Der Mensch erfährt ja von Natur
Zeiträume anders als die Uhr,
die, wenn sie leise tickt und tackt,
die Zeit in gleiche Stücke hackt
und objektiv-mechanisch misst,
egal, ob´s schön, ob´s traurig ist.
Der Mensch misst individuell:
Ist´s schön, verrinnt die Zeit zu schnell.

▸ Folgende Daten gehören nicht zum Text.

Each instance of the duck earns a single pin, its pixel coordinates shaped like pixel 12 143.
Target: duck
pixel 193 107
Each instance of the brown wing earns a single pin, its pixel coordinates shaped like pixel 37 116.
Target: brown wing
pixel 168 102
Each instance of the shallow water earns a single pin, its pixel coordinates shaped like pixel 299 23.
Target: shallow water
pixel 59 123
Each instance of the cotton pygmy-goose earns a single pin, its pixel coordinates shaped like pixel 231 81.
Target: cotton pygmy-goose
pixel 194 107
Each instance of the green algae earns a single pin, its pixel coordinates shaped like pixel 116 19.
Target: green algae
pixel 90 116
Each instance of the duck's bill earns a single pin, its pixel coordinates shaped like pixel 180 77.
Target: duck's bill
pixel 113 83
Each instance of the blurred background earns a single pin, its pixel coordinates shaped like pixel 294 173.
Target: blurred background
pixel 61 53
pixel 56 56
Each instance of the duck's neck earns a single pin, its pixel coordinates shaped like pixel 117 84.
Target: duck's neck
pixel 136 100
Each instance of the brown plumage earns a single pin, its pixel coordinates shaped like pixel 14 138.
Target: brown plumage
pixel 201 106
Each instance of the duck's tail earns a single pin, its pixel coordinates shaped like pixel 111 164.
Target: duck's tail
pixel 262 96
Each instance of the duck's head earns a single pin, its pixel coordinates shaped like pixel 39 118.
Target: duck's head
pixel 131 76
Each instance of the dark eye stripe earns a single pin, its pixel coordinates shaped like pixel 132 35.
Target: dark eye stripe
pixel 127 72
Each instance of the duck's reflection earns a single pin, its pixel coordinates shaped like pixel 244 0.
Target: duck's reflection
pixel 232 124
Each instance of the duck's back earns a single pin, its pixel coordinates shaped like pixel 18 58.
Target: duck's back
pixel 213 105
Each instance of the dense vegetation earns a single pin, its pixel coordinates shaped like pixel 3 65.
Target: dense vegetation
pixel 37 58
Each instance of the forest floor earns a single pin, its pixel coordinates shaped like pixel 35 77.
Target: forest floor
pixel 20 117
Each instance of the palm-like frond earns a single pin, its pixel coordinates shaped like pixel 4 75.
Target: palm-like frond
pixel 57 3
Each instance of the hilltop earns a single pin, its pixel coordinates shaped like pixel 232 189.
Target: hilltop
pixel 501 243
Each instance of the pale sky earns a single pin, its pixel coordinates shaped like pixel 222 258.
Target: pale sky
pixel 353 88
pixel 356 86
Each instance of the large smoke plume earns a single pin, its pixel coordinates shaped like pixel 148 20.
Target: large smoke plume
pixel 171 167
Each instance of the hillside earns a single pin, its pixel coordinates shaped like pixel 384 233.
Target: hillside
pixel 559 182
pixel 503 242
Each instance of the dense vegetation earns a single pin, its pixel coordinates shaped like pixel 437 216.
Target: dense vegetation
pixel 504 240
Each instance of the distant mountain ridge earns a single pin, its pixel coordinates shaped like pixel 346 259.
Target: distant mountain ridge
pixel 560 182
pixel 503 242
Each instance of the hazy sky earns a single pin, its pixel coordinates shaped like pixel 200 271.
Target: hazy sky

Verliert das Leben Lust und Sinn,
dann zieht sie sich unendlich hin.
….Auch wird der Mensch im Lauf von Jahren
wahrscheinlich folgendes erfahren:
Am Anfang scheint er durch die Zeiten
im Schneckentempo hinzugleiten.
Allmählich kriegt die Zeit Propeller,
von Jahr zu Jahr verfliegt sie schneller.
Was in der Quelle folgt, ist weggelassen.